Field station 3 had the shortest application period (6 days) as well as the lowest peak levels of cis-DCCA and 3-PBA when compared to the other two field stations. During the αCM application, peak cis-DCCA levels increased from <LOD to 4.86ug/g creatinine for applicators, and ~4 fold for both engineers and technicians. Peak 3-PBA levels increased ~6-fold for applicators, ~2-fold for engineers, and ~2-fold for technicians, as compared to their respective median baseline values.

Correlation between cis-DCCA and 3-PBA

cis-DCCA and 3-PBA concentrations were compared in each urine sample during the αCM application period to determine if there was a correlation between the excreted levels of the 2 metabolites. Statistical analysis of the scatter plot in Figure 3 found a significant positive linear correlation between daily urinary concentrations of 3-PBA and cis-DCCA (Pearson correlation (95% confidence interval) r=0.873 (0.815–0.935), n=270 urine samples, p<0.001). The slope of the regression line = 0.76.

Figure 3.

Figure 3

Open in a new tab

Relationship between cis-DCCA and 3-PBA after the start of α-cypermethrin application; 270 samples; (Pearson’s r (95%CI)= 0.873 (0.815–0.935, p<0.001)

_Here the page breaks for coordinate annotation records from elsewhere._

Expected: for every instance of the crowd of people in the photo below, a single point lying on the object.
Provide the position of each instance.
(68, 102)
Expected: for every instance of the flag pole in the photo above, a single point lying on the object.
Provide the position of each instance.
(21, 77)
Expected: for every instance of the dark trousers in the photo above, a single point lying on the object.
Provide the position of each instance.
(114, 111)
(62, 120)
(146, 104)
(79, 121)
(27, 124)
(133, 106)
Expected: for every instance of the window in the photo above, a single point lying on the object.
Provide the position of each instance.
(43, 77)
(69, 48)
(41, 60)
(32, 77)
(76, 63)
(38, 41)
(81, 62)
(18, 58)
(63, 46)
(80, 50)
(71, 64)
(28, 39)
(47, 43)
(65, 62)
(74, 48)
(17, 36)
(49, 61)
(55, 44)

Estimated daily dose of αCM

Table 4 summarizes daily αCM dose estimates calculated from peak median urinary cis-DCCA concentrations for applicators (Equation 1). Applicators in field station 2 had the highest peak median cis-DCCA levels 17.32 ug/g creatinine, which corresponds to an estimated αCM dose of 1.52 ug/kg bw/day (Table 4).

Table 4.

Estimated daily internal dose of α-cypermethrin in applicators prior to (baseline), during (peak median), and post α-cypermethrin application

Median values Applicators
Field Station Baseline Application Recovery
Q1 July 17 July 28 August 4
cis-DCCA (ug/g creatinine) 0.15 10.89 2.09
Alpha-cypermethrin(μg/kg/day) 0.01 0.97 0.19
Q2 July 17 July 25 August 4
cis-DCCA (ug/g creatinine) <LOD 17.32 2.01
Alpha-cypermethrin(μg/kg/day) - 1.53 0.18
Q3 July 17 July 22 August 4
cis-DCCA (ug/g creatinine) <LOD 4.86 1.48
Alpha-cypermethrin(μg/kg/day) - 0.43 0.13
Open in a new tab

Discussion

cis-DCCA and 3-PBA concentrations after daily αCM exposure

The Type II pyrethroid αCM is metabolized by hydrolytic cleavage of the ester bond to form the metabolite cis-DCCA, while the alcohol moiety is further metabolized to 3-PBA likely by oxidative enzymes such as cytochrome P450s and aldehyde dehydrogenase (Choi et al., 2002; Godin et al., 2007; Scollon et al., 2009). Urinary levels of cis-DCCA and 3-PBA were measured in the Egyptian cotton field worker to estimate their exposure to αCM over the course of the spray schedule (pre-, during, and post-application). The results show great variability from worker to worker, even within the same job category. The 3 field stations (Q1-Q3) demonstrate 3 distinct exposure scenarios, including different length of spray period and peak metabolite levels during the application. Accordingly, not all applicators were highly exposed, while several individual engineers and technicians were highly exposed.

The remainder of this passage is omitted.